Para ahli ilmu tidak akan tinggal diam. Ia akan menempuh perjalanan yang jauh dari rumahnya untuk menuntut ilmu. Ia akan berusaha mendapatkan ilmu yang membuatnya mulia dan tinggi derajatnya di sisi Rabb-Nya, ia akan dapatkan pengganti asyiknya mainan dunia.

Terus berlelah-lelah berjuang mendapatkan ilmu agar semakin menjadi hamba-Nya yang bertakwa. Ya, agar lelah ini berujung pada ridha-Nya, berbuah jannah-Nya.

Barangsiapa yang menempuh jalan untuk untuk menuntut ilmu niscaya Allah akan memudahkan jalan baginya menuju surga. Sesungguhnya malaikat mengepakkan sayapnya sebagai tanda ridha bagi para penuntut ilmu. Sesungguhnya seorang alim akan dimohonkan ampunan oleh penduduk langit dan bumi serta ikan yang berada di lautan. Sesungguhnya keutamaan orang alim (berilmu) di atas ahli ibadah adalah seperti keutamaan bulan saat purnama di atas bintang-bintang. Sesungguhnya ulama itu pewaris para Nabi. Para Nabi tidak mewariskan dinar dan dirham, melainkan mewariskan ilmu. Barangsiapa yang mengambil ilmu berarti mengambil bagian yang besar.”  (HR. Tirmidzi)
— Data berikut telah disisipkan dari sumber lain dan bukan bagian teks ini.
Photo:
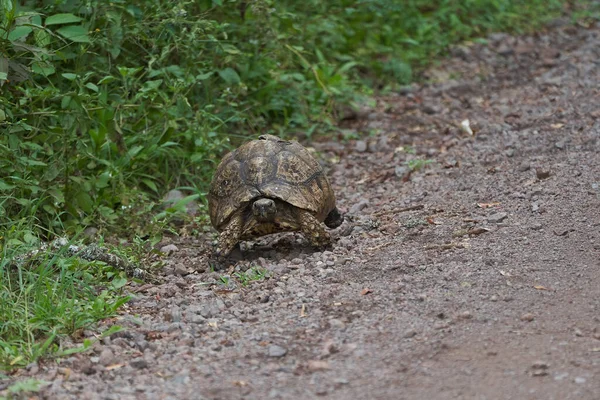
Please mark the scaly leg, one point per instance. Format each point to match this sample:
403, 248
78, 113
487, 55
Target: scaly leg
312, 229
228, 238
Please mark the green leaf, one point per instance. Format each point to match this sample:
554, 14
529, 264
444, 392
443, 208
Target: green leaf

Keutamaan Duduk di majelis dan melakukan Rihlah (perjalanan menuju majelis), diantaranya :

1). Kita mendapatkan pahala dari setiap perjalanan.
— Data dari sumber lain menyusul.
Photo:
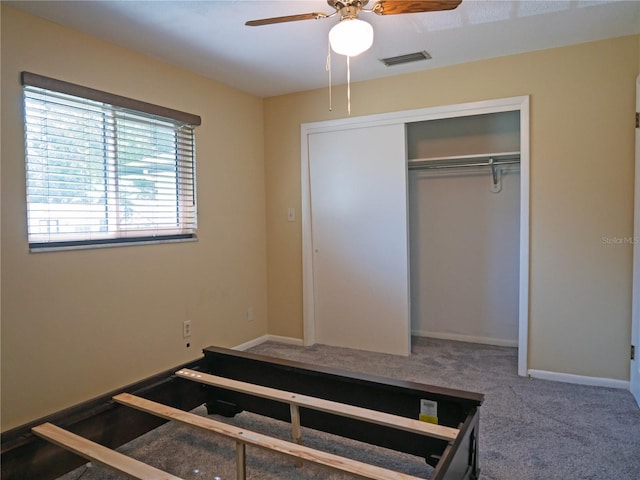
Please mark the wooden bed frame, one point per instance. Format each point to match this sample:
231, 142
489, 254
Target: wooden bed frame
371, 409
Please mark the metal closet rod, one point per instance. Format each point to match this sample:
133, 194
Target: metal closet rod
492, 160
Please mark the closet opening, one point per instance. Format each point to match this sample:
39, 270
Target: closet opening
464, 192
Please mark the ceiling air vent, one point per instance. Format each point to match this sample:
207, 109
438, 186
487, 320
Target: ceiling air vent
408, 58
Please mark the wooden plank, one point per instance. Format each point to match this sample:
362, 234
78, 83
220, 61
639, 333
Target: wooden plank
354, 467
99, 454
343, 409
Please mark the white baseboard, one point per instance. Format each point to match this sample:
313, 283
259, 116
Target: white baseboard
579, 379
466, 338
268, 338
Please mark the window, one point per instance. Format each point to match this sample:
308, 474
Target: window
104, 169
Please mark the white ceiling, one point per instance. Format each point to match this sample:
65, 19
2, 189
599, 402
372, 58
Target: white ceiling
210, 38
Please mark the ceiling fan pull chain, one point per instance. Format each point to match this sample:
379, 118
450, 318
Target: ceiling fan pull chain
348, 85
328, 69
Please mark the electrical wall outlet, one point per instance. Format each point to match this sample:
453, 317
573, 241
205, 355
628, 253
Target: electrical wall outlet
186, 328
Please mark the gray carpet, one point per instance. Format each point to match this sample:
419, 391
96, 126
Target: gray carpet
529, 429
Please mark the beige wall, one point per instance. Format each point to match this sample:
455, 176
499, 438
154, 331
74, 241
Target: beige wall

Al-Khathib Al-Baghdadi mengutip pandangan Mutharrif ibn 'Abdillah, "Ilmu itu lebih utama daripada amal. Tidakkah engkau dapati seorang rahib beribadah sepanjang malam, tapi ketika masuk pagi hari dia menyekutukan Allah." (Al-Fiqh wa Al-Mutafaqqih, 1/110).

Al-Khathib Al-Baghdadi mengutip pendapat seorang ulama yang berkata, "Ilmu adalah bapak sementara amal adalah anaknya..." (Iq tida' al-'Ilm al-'Amal [Beirut-Damaskus: al-Maktab al-Islami, 1404 H/1984 M]: 14).
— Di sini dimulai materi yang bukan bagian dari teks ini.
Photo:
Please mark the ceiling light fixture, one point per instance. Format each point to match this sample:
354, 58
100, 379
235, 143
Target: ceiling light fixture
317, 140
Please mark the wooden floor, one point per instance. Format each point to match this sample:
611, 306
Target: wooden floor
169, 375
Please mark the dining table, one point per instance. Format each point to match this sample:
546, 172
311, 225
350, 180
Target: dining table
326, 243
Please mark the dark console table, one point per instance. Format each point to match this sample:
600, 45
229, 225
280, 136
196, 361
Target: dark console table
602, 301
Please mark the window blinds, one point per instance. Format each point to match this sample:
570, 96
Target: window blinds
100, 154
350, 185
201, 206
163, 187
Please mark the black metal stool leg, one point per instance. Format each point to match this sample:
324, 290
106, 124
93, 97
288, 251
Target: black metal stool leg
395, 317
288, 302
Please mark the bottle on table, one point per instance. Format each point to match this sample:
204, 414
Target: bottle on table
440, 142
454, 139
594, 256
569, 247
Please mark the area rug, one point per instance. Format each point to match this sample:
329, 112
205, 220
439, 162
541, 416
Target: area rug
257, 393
Dalam kitabnya yang bertajuk Iqtida' al-'Ilm al-'Amal, Al-Khathib Al-Baghdadi mengutip pandangan Dawud al-Tha'i yang disampaikan oleh Hafs ibn Humaid, yang menyatakan sebagai berikut : "Aku menemui Abu Dawud al-Tha'i untuk menanyakan satu masalah penting. Dan dia adalah orang yang sangat baik. Lalu dia berkata kepadaku, 'Tidakkah engkau lihat seorang prajurit ketika hendak perang? Tidakkah dia mengumpulkan seluruh alat perangnya. Jika dia habiskan umurnya hanya untuk mengumpulkan alat perang itu, kapan dia berperang? Sungguh, ilmu adalah alat amal. Jika seseorang menghabiskan usianya hanya untuk mengumpulkan ilmu, kapan dia akan mengamalkannya?" (Iqtida' al-'Ilm al- 'Amal : 44-45).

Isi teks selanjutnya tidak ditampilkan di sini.